As students make their way through the program, Senase said she wants to make sure she is able to help the students who see this as a potential career after graduating high school.
“They don’t need to go through all four years to get a job,” Senase said, adding that senior students can enroll in CNC for one year and that is enough to get them a job, which she tries to help in through her industry connections. “I reach out to a lot of our local companies here because what better way to bring up the community as a whole. If I get these kids to get jobs in the community with money that is going to be spent in the community, it is going to be a way to bring it up as a whole.”
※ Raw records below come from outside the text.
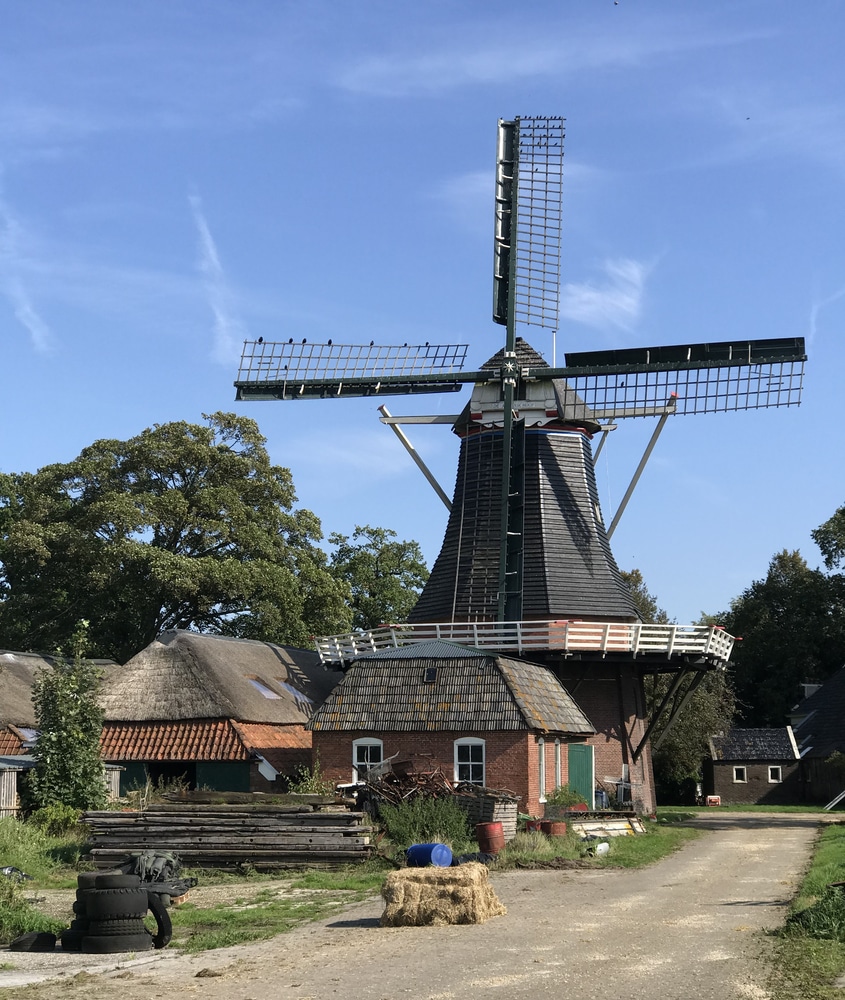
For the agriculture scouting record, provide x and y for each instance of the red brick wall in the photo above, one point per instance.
(511, 758)
(613, 700)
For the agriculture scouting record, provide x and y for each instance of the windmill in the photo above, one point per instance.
(526, 562)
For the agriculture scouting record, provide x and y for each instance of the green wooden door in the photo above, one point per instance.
(582, 771)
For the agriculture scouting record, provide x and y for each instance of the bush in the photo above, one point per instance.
(56, 820)
(425, 820)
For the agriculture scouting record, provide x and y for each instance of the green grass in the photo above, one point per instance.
(51, 861)
(809, 951)
(310, 895)
(533, 848)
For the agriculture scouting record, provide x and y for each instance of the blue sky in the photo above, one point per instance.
(176, 177)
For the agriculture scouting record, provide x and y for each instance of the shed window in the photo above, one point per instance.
(469, 760)
(366, 753)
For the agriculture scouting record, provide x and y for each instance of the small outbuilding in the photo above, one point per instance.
(212, 712)
(754, 766)
(478, 717)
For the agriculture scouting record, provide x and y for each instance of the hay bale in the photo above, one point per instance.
(433, 897)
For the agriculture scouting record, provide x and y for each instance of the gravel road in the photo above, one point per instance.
(683, 929)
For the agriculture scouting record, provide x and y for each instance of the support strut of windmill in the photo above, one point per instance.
(526, 567)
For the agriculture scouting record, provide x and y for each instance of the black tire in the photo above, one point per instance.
(164, 927)
(103, 904)
(108, 928)
(117, 882)
(111, 944)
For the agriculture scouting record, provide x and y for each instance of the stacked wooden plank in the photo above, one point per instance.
(232, 835)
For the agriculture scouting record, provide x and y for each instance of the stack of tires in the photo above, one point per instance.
(109, 916)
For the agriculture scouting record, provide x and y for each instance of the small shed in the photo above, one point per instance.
(212, 711)
(754, 766)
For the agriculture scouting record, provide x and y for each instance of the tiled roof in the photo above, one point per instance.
(819, 721)
(438, 686)
(754, 744)
(202, 739)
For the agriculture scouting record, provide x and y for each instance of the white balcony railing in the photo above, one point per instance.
(710, 641)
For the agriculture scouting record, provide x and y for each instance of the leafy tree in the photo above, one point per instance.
(68, 770)
(678, 756)
(385, 576)
(792, 625)
(183, 526)
(830, 538)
Other routes taken by her students have also included apprenticeships.
“The company agreed to pay for their three years of trade school for a five-year commitment, they will have their journeyman card at the end of five years,” Senase said. “At today’s numbers, they will be at about $29 an hour, at 23 years old and with no college debt.”
Despite always saying she did not want to go to college, and finding ways around a teaching degree, toward the end of 2021 Senase learned about dual-credit, where students could earn college credit for their classes at West. However, because she lacked a college degree, her courses didn’t count.
“I made a commitment to my kids that I was going to do the best I could do for them,” Senase said. “So, I enrolled back in college.”
Now with an associate degree, Sensase’s students can receive dual-credit for her courses at Triton College.
Making sure the program continues to grow, Senase said she always takes it upon herself to work her industry connections and apply for grants, which has been successful as the high school was awarded a grant from TMA of $119,000, which paid for two CNC machines.
The manufacturing program at West has also now earned a spot as part of the coveted SME Prime Program, the most comprehensive manufacturing and engineering program for high school students, an honor only granted to 60 schools across the country, of which only two others are located in Illinois.